Go beyond Grandma. If you have a family member who can care for your baby overnight, you're probably set. But not everyone has a trusted relative close by or willing to lend a hand. Neither my parents nor my in-laws felt comfortable staying overnight with my baby, so step one was finding a caregiver for her. I asked practically everyone I knew for a sitter referral, and finally hired a nursing student who had worked overnights for a friend of mine with three kids. As the years have progressed, we've had my sister-in-law take the kids, one of my daughter's preschool teachers has spent the night, and yes, eventually we even got Grandma to sleep over. The bottom line: Cast a wide net for childcare.
Get everyone prepared. Of course, we didn't just hire a sitter and hit the road. We started with a morning when I was home and worked our way up—leaving Charlotte for a day, an evening, and then for the whole night—over a month until we all felt comfortable with each other. Before we left, I stocked the fridge with food and the freezer with breast milk (with backup formula, just in case). I wrote out my daughter's schedule in detail, plus a long list of emergency contacts. I wrote down our cross streets, gave the sitter the code to our alarm system, and showed her where flashlights and extra batteries were in case of a power outage. I also left emergency cash and my daughter's health insurance card, and made sure to put the sitter's name on Charlotte's HIPPA form at the doctor's office so she would have the legal right to bring her to the doctor. The goal: Not only do you want your child and sitter to be safe, but you want the weekend to go off seamlessly, so you all have the confidence to do it again.

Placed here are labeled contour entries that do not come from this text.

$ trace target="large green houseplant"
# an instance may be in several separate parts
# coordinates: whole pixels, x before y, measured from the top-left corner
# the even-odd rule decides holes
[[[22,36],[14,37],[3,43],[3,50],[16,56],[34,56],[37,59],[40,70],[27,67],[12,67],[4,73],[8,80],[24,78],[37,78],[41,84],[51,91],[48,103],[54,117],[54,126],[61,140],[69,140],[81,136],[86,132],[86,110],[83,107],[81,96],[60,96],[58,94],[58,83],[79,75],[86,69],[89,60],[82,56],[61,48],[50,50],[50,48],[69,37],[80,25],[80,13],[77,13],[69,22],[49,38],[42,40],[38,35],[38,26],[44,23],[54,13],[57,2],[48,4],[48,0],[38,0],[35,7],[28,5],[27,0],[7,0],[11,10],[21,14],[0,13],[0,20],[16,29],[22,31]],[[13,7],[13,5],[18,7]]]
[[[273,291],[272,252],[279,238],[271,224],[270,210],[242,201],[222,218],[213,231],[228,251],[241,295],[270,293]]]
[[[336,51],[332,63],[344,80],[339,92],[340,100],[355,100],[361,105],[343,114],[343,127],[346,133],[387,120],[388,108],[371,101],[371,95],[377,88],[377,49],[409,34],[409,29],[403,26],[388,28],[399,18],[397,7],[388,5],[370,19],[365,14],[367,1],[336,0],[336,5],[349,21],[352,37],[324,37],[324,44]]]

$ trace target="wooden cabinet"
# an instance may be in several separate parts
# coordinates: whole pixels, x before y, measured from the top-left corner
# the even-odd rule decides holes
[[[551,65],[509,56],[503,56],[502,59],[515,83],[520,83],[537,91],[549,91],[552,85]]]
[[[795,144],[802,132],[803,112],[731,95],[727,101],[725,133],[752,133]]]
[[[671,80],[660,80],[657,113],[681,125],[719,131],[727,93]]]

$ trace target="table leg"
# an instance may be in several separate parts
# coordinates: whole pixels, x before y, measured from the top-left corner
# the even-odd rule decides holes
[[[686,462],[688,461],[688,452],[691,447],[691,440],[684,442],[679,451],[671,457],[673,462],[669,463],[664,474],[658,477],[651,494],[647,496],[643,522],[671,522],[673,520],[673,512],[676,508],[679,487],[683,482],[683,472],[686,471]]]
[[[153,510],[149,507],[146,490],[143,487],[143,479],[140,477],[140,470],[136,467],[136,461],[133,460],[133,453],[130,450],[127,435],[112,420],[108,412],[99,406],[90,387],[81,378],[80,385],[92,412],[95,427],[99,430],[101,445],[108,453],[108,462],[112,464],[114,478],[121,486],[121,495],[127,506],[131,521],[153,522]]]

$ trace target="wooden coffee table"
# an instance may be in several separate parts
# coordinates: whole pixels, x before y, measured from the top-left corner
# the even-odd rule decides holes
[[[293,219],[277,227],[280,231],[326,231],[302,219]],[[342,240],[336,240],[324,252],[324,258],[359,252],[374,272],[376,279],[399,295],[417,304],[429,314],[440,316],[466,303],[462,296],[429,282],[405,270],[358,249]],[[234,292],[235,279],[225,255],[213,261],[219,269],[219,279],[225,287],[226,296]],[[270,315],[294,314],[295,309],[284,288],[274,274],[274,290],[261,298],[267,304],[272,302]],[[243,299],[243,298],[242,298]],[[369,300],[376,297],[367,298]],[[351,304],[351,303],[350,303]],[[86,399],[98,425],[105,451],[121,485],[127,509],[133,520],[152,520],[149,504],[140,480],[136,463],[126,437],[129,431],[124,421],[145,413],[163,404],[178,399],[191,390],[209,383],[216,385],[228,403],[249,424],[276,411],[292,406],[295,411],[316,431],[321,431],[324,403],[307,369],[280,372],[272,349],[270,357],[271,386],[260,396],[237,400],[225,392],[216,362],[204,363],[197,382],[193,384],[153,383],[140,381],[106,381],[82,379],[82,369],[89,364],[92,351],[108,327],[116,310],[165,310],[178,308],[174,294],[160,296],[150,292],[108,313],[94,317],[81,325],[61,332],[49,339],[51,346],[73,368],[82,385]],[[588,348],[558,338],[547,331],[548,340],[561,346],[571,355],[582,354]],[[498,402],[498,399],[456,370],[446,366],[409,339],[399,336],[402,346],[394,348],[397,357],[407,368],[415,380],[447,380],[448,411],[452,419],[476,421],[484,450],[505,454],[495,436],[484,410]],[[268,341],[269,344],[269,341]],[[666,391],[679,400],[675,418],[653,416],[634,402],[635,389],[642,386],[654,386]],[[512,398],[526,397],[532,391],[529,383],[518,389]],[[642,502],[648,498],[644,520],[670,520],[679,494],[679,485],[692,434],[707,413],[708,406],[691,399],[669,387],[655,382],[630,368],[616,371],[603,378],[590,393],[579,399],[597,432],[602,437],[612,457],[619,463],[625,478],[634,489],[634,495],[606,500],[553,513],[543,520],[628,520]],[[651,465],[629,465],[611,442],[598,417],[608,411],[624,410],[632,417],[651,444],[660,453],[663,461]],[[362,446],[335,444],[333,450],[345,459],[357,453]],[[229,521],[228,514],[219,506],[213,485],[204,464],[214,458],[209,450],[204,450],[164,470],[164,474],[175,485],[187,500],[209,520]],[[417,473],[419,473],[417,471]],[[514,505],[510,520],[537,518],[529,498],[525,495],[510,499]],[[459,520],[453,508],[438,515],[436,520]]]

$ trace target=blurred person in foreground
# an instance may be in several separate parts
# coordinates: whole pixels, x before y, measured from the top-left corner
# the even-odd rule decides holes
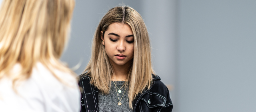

Save by being creative. When you have to pay for a hotel room and a sitter, costs add up. To save, we almost always use points from our credit cards or other loyalty rewards programs to book our hotel rooms. We also zero in on hotels that are frequented by business travelers, which are often empty on the weekends and offer super-low rates. Another way to sweeten the deal: Look for hotels with amenities like an indoor pool, a sauna or steam room, a fitness center, and complimentary evening cocktail hours or breakfast. Another money-saving trick: Pack a romantic picnic dinner to enjoy in your hotel room.
Don't talk about the baby (at first). Orlando suggests that you and your partner agree not to talk about the kids for at least the first few hours so you can concentrate on one another. I actually write down conversation starters so there's no dead air between my husband and me. It sounds dorky, but it works!
Remember the big picture. Yes, it's hard to leave your precious darling. Yes, it's hard to part with the money. Yes, it's hard to pack up and wipe the tears (yours and theirs!) and organize everything. But taking a mini-break with your partner is a long-term investment in your relationship. "I work with so many parents who haven't been on a date night since their child was born," says Kerner. "Those are the couples who end up in my office feeling disconnected, detached, and resentful." Planning a night away, he adds, especially at a hotel, where you don't have to worry about being woken up or interrupted, can help rekindle your romance postbaby. As for my husband and me, we come back from our nights away more relaxed, more in-love partners, which means that we also come back better parents.